Very large Dask graph size with high resolution grids #127

ScottWales · 2021-11-01T05:40:32Z

Regridding from 0.1 to 0.25 degree global grids is creating a very large task graph with xesmf 0.6.1, causing problems when evaluating the result.

Sample code:

import xarray
import xesmf
import dask.array

a = xesmf.util.grid_global(0.1,0.1)
b = xesmf.util.grid_global(0.25,0.25)
r = xesmf.Regridder(a,b,method='bilinear')

data = dask.array.random.random((720,a.dims['y'], a.dims['x']), chunks=(12,-1,-1))
da = xarray.DataArray(data, dims=['time','y','x'], coords={'y': a.y, 'x': a.x})

r(da).data

Evaluated versions at https://nbviewer.org/gist/ScottWales/4fe0e9a5725b5a3bf07ab94e80778846

With 0.6.0, the regridded data has 240 Dask tasks.

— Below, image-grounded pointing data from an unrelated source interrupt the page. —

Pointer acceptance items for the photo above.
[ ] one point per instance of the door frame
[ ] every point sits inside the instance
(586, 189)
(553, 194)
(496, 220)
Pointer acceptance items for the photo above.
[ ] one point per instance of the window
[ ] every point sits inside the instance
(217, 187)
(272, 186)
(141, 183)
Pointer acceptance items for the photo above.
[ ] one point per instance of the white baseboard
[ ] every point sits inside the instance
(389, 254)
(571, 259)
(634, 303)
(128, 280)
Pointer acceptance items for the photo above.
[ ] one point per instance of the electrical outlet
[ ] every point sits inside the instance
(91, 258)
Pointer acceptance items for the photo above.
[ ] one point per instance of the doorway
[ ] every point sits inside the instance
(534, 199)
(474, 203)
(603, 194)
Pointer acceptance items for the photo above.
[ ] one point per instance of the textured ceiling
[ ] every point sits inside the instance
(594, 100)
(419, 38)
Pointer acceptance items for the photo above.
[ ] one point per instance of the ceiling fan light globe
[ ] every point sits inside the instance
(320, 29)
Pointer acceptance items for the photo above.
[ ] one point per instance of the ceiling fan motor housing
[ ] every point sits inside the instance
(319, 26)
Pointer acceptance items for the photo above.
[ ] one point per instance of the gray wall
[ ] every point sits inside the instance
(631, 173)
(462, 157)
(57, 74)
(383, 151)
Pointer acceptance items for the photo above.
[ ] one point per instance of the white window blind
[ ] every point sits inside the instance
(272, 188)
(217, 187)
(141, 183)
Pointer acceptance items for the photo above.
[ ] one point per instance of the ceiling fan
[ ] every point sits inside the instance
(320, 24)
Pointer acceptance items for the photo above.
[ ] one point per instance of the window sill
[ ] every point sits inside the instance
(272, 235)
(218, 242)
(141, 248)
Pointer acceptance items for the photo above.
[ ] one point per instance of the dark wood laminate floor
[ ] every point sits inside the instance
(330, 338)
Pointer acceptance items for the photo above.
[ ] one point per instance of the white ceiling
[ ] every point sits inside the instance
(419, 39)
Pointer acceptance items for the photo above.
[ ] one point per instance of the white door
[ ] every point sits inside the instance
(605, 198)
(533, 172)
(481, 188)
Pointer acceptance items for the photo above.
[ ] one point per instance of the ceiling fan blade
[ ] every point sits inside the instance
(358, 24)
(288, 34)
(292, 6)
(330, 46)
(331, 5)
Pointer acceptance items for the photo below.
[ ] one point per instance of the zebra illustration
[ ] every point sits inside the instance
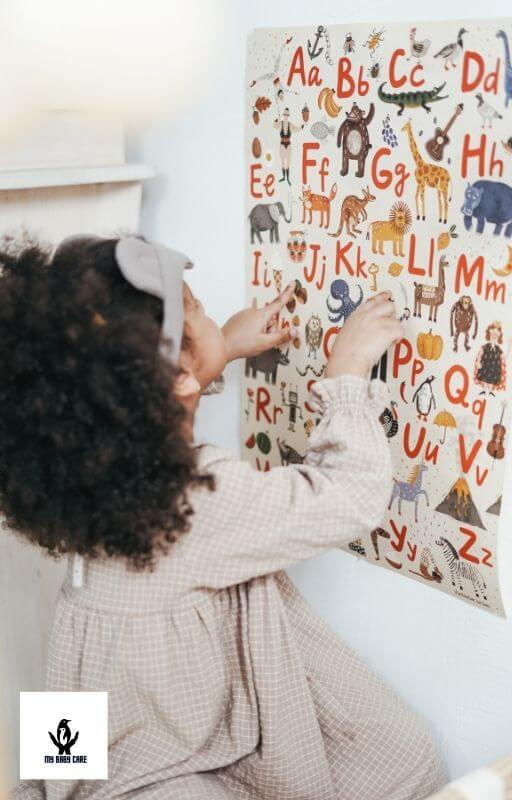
(461, 570)
(410, 489)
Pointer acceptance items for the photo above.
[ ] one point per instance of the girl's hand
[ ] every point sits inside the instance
(254, 330)
(364, 337)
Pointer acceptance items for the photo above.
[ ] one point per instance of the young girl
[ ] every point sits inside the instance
(222, 682)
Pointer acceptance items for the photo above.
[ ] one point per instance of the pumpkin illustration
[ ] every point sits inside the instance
(430, 345)
(264, 443)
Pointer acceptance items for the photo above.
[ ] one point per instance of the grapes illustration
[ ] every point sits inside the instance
(388, 133)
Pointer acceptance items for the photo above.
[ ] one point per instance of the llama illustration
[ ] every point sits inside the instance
(410, 489)
(461, 570)
(428, 175)
(431, 296)
(508, 67)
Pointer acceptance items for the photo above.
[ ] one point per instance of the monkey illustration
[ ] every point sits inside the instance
(353, 138)
(462, 316)
(314, 334)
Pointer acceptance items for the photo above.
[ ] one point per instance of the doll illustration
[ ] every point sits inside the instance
(490, 365)
(286, 128)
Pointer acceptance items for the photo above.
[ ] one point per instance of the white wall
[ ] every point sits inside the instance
(451, 661)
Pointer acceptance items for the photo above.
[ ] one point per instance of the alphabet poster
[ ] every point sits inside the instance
(379, 156)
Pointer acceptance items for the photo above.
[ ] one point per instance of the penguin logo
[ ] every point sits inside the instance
(63, 741)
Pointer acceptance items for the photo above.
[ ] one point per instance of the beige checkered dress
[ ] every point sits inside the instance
(222, 682)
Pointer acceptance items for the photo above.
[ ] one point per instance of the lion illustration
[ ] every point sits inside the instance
(391, 230)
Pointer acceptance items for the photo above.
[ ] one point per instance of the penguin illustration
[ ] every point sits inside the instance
(63, 740)
(424, 398)
(63, 732)
(389, 420)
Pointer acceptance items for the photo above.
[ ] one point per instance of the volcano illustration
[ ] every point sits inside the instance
(495, 508)
(459, 504)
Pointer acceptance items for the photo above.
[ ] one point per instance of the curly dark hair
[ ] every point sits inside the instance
(94, 458)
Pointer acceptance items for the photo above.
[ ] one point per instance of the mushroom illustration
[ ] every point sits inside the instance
(445, 420)
(373, 270)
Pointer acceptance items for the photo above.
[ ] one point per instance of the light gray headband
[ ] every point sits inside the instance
(157, 270)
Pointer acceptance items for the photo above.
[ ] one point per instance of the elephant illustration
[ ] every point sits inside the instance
(265, 217)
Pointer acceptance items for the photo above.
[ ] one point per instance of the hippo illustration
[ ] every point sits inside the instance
(488, 201)
(267, 363)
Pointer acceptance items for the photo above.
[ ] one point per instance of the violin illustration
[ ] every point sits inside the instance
(496, 444)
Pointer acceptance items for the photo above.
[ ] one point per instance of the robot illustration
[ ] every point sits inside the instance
(292, 405)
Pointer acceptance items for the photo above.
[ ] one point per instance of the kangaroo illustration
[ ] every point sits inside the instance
(353, 210)
(317, 202)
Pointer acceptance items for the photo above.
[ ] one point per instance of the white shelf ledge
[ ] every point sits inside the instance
(73, 176)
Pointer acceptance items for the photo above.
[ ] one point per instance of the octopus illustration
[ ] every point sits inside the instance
(340, 292)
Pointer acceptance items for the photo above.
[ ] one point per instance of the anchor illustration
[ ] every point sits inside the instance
(315, 51)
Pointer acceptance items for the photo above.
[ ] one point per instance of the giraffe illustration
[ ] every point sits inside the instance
(428, 174)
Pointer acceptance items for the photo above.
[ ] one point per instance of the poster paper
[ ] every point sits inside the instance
(380, 157)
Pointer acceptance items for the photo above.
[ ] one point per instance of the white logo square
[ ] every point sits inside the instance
(64, 735)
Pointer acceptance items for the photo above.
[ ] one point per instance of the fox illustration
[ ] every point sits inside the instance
(317, 202)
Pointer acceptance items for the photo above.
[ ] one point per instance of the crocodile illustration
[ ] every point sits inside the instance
(413, 99)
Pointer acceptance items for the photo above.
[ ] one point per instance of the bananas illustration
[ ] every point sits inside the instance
(327, 102)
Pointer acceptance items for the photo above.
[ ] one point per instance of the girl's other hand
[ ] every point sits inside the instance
(254, 330)
(364, 337)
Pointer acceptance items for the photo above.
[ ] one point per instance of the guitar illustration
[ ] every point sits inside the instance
(435, 146)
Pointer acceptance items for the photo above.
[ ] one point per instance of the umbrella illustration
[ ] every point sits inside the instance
(445, 420)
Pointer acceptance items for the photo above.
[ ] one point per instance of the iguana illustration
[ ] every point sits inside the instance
(413, 99)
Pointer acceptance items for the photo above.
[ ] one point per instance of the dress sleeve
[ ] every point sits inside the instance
(256, 523)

With 0.6.1 the number has exploded to 409,841 tasks, and appears to scale with the grid resolution - low resolution regrid task graphs have a reasonable size.

Expected behaviour is that the Dask task graph created by xesmf is a reasonably small multiple of the number of chunks in the input data, and that it is independent of grid resolution. Having a too large task graph slows down Dask as it prepares the tasks to run and is causing excess memory use when the result is evaluated.

huard · 2021-11-02T14:44:06Z

Thanks @ScottWales for the detailed report and examples.

@aulemahal Any clue on what could be done about this ?

raphaeldussin · 2021-11-02T14:51:52Z

@ScottWales thanks for the detailed issue, this is definitely problematic and we need to look into this asap!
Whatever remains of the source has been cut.